TechDocs : DX NetOps CAPM 23.3 : Add a Node to the Data Repository Cluster

There is no Fail-over (K-safety) with a 2-node DR, as per the following settings:

1 or 2 node/s (0 k-safety), this means there is no copy of data
3 or 4 nodes (1 k-safety), this means there is 1 copy of data
5 + nodes (2 k-safety), this means there are 2 copies of data

So even with 2 nodes, if one goes down, there is no possibility of recovery, since there is no copy of the data and you can't even switch to the other one manually.

Also, commands may not be completing fast enough to release the locks shared between queries/tasks.

Adding disk space only relieves space needed to store data and temporary work that can't be done in memory.

Adding CPUs (or cores) doesn't speed or really allow more work to be done. They all share the same memory and disk resource which are both effected by the number of things using it (such as items, threshold calls etc..). So adding CPUs just puts a bigger load on the limited resources.

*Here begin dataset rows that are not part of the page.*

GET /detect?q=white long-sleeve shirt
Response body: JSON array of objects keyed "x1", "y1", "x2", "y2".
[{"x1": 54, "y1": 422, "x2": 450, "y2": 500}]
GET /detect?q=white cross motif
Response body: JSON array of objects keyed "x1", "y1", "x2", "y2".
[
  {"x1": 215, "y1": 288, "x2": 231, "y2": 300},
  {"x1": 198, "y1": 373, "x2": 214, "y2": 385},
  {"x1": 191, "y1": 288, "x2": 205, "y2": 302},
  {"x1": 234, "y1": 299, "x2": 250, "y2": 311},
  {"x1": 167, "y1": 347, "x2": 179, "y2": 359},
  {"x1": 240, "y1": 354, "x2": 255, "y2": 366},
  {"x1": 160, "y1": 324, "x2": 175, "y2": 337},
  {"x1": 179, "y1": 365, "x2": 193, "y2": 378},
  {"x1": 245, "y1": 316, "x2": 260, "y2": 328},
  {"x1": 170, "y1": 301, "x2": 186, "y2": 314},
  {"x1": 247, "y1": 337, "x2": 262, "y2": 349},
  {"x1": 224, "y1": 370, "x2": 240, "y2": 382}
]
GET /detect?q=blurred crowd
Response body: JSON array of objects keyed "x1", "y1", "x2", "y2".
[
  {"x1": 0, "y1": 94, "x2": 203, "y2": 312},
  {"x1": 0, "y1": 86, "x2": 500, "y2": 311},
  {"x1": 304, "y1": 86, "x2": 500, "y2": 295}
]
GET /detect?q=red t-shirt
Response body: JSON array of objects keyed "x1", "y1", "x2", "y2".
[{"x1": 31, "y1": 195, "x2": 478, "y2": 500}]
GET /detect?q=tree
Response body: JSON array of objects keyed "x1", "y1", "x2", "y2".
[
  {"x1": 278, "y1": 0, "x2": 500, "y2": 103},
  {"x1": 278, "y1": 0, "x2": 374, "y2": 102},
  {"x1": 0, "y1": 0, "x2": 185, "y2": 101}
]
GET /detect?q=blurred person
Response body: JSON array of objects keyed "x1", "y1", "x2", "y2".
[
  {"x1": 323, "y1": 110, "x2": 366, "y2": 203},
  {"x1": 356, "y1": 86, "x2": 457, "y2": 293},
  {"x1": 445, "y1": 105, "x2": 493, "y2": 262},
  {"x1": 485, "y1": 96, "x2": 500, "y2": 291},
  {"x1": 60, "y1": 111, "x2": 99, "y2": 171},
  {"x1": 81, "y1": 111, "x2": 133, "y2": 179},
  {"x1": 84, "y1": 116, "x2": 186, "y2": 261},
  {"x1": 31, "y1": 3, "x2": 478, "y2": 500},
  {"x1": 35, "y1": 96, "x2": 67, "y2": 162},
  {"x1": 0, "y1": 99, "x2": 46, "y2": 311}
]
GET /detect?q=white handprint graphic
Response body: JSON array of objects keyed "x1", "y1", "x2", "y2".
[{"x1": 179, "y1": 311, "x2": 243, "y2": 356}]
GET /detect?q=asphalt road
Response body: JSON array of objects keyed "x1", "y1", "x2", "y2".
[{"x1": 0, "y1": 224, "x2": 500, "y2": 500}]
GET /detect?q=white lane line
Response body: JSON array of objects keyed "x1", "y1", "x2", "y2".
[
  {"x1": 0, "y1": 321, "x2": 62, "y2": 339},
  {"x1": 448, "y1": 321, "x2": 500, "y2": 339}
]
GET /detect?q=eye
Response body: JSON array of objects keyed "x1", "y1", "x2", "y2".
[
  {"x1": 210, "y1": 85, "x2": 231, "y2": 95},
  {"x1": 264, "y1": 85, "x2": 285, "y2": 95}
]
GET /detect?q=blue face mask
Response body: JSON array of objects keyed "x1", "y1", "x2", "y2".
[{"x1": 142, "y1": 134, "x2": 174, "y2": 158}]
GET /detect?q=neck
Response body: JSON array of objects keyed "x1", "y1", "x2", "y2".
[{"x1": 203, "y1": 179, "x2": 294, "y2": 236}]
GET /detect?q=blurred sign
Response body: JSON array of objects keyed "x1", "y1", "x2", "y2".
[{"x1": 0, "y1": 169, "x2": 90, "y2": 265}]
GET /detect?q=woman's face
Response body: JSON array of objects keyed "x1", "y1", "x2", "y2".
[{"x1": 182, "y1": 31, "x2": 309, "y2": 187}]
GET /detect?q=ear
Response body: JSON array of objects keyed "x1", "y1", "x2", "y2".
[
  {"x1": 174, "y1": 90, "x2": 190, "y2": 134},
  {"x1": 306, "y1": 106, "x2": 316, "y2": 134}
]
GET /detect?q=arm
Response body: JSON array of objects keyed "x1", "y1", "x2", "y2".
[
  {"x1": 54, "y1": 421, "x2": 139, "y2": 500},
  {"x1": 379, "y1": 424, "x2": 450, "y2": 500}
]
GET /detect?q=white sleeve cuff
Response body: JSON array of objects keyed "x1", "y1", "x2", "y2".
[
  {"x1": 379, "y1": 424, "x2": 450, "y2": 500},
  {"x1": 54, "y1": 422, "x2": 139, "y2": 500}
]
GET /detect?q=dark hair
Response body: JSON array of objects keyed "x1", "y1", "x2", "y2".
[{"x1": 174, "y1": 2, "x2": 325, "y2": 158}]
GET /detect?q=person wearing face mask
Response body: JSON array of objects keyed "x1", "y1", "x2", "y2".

Hence, it's better to replace them with much faster CPUs, since compute fastest > compute many at once. The faster the CPUs, the quicker Vertica completes work.

Additional Information

You can run the following in Vertica (/opt/vertica/bin/adminTools -> Connect to DB):

SELECT node_name, storage_path, storage_status,storage_usage, DISK_SPACE_FREE_MB, disk_space_free_percent from disk_storage;

This will show the disk usage of the data & catalog on the partitions. Vertica recommends that you always have at least 40% free disk space, which is used when performing temporary operations such as loads, deletes, etc. It also allows for an appropriate amount of free disk space needed if a spill-to-disk operation occurs during the execution of a given query due to running out of available RAM.